Die staatliche Förderung für Wärmepumpen ist 2026 weiterhin auf einem hohen Niveau. Wer eine fossile Heizung durch eine Wärmepumpe ersetzt, kann unter bestimmten Bedingungen bis zu 70 Prozent der förderfähigen Kosten als Zuschuss erhalten. Das klingt verlockend – und ist es auch, wenn man die Spielregeln kennt. Dieser Beitrag erklärt, welche Boni es gibt, wie sie zusammenwirken und was Sie beachten müssen, um keine Förderung zu verschenken.
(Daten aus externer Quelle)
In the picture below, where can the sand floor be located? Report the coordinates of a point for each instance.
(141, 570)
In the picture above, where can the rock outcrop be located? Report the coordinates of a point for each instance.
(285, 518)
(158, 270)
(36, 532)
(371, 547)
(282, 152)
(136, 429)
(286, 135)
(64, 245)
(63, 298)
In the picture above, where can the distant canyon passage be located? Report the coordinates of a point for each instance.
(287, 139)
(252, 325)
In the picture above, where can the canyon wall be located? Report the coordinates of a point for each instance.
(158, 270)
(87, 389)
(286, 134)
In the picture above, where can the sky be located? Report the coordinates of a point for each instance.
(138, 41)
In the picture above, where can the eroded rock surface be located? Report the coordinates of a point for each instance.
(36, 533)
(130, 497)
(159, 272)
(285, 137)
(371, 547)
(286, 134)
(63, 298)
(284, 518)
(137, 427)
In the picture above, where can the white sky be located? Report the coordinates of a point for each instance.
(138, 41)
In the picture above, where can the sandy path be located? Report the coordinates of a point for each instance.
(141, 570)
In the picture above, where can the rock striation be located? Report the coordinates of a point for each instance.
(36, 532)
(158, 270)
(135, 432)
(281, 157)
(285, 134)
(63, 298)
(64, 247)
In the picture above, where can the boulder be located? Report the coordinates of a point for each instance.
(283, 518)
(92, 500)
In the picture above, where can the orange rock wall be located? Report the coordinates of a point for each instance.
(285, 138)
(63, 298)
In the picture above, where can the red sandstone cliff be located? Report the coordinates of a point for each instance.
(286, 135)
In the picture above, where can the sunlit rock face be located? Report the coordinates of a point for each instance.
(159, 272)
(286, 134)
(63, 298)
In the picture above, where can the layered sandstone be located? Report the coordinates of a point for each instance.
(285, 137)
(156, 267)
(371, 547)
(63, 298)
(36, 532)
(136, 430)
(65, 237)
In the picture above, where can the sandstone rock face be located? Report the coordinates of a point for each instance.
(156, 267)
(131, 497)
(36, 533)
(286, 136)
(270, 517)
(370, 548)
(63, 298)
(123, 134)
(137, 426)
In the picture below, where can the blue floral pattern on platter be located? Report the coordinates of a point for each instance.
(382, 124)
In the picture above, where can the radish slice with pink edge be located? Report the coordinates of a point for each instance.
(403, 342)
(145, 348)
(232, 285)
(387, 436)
Alle Angaben beziehen sich auf den Stand 2026. Förderkonditionen können sich ändern. Prüfen Sie vor Antragstellung immer die aktuellen Bedingungen auf kfw.de und bafa.de oder fragen Sie uns – wir übernehmen die Antragsbegleitung für Sie.
Das Fördersystem im Überblick
Die Bundesförderung für effiziente Gebäude (BEG) ist das zentrale Instrument für die energetische Sanierung von Bestandsgebäuden. Für den Austausch einer alten Heizung durch eine Wärmepumpe im selbstgenutzten Einfamilienhaus gilt seit den letzten Anpassungen folgendes Grundprinzip:
Die Förderung besteht aus einer Grundförderung, die jeder erhält, und mehreren optionalen Boni, die je nach Situation hinzukommen können. Die Boni sind nicht kumulierbar ohne Grenzen – es gibt eine absolute Kappungsgrenze von 70 Prozent der förderfähigen Kosten.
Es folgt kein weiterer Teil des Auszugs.